Iraq president waves farewell as Pope Francis ends historic whirlwind visit
POPE Francis yesterday ended his historic whirlwind tour of Iraq, which sought to bring hope to the country’s marginalised Christian minority with a message of co-existence, forgiveness and peace.
The pontiff and his travelling delegation were seen off with a farewell ceremony at Baghdad airport, from where he left for Rome after a four-day papal visit that has covered five provinces across Iraq.
As the Pope’s plane took off, Iraqi president Barham Salih was on the tarmac, waving goodbye.
At every turn of his trip, Pope Francis urged Iraqis to embrace diversity – from Najaf in the south, where he held a historic face-to-face meeting with Shia cleric Grand Ayatollah Ali al-sistani, to Nineveh in the north, where he met Christian victims of Islamic State’s terror and heard their testimonies of survival.
People gathered in crowds to catch a glimpse of the Pope wherever he went, fuelling coronavirus concerns.

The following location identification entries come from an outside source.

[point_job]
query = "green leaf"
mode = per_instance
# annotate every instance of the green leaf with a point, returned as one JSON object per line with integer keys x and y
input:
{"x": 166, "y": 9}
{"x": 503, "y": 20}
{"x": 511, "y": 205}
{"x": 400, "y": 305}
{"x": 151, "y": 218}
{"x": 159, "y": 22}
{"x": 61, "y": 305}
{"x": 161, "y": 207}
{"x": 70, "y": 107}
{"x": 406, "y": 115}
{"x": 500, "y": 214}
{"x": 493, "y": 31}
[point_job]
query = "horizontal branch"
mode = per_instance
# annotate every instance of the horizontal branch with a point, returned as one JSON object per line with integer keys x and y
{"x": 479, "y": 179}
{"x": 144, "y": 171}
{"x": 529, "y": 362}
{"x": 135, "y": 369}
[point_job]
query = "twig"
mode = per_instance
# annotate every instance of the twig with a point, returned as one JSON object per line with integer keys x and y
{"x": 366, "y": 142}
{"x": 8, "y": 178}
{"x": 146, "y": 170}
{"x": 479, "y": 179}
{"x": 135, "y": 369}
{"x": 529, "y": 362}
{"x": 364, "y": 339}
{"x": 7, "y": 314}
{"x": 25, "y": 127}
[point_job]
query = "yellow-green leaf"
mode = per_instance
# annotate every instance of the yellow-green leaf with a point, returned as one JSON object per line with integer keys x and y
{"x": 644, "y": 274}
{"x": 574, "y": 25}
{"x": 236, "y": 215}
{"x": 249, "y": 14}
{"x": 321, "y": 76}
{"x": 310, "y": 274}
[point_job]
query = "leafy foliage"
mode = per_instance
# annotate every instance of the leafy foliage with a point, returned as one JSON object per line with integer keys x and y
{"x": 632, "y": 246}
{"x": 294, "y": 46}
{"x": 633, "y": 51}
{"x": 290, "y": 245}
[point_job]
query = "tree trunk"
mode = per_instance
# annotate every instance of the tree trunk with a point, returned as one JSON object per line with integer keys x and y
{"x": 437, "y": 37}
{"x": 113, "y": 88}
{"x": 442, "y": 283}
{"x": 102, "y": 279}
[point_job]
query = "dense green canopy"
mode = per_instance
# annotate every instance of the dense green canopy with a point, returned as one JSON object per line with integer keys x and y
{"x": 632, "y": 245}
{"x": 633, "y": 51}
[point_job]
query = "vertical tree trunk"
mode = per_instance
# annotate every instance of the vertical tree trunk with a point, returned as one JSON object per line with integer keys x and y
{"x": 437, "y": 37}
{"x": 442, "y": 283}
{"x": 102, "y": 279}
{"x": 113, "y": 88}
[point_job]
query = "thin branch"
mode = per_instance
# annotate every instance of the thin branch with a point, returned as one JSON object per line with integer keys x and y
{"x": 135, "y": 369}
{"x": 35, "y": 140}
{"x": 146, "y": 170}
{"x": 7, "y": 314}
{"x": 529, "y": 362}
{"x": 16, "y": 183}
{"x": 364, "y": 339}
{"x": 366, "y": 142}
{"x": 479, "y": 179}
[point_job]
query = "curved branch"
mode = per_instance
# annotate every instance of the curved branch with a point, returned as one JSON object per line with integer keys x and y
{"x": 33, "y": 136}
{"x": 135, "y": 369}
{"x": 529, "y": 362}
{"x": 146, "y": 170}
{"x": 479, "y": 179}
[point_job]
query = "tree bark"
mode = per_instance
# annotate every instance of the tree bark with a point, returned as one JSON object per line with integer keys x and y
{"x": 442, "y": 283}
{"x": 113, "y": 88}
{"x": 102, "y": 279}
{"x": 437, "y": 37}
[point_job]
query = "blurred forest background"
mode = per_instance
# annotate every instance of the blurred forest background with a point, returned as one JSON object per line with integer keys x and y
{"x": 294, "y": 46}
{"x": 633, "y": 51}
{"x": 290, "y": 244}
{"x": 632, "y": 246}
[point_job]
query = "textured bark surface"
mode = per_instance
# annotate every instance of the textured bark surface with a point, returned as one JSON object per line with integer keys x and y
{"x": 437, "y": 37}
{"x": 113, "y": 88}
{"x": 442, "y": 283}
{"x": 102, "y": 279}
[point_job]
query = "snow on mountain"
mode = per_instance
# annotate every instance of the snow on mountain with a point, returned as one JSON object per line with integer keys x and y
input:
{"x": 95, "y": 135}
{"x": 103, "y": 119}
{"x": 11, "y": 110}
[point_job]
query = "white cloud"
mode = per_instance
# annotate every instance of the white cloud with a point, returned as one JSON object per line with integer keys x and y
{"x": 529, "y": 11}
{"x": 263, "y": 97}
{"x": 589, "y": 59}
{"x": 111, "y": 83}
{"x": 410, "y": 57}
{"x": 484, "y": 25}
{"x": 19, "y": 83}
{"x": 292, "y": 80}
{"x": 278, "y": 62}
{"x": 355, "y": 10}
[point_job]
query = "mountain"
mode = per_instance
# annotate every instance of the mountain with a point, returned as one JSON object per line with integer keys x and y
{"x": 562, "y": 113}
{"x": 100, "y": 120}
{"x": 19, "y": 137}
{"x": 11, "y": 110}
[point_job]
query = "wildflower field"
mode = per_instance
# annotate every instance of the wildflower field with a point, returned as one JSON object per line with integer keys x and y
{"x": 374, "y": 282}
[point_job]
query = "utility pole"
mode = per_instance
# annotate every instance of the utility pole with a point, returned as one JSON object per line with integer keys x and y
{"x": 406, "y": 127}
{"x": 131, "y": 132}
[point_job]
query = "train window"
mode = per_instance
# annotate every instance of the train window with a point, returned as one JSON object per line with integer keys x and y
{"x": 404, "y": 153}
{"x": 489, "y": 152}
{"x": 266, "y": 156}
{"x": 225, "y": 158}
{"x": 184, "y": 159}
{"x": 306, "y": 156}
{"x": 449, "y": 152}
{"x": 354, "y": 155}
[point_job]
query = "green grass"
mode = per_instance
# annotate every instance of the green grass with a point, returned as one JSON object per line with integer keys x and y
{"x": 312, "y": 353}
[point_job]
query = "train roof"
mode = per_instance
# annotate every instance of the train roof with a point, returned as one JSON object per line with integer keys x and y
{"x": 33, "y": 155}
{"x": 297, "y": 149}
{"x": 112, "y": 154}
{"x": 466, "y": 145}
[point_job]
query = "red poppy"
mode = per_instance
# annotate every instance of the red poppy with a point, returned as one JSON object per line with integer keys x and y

Few wore face masks, especially during the Pope’s stops in northern Iraq on Sunday.
That day ended with an open-air mass in a stadium that drew nearly 10,000 people. Security was tight and most events were strictly controlled.
Public health experts had expressed concern ahead of the trip that large gatherings could serve as superspreader events for coronavirus in a country suffering from a worsening outbreak where few have been vaccinated.
Iraq is in the midst of another wave of coronavirus, spurred by a new, more infectious strain that first appeared in the UK.
In total 13,500 people have died among 720,000 infections.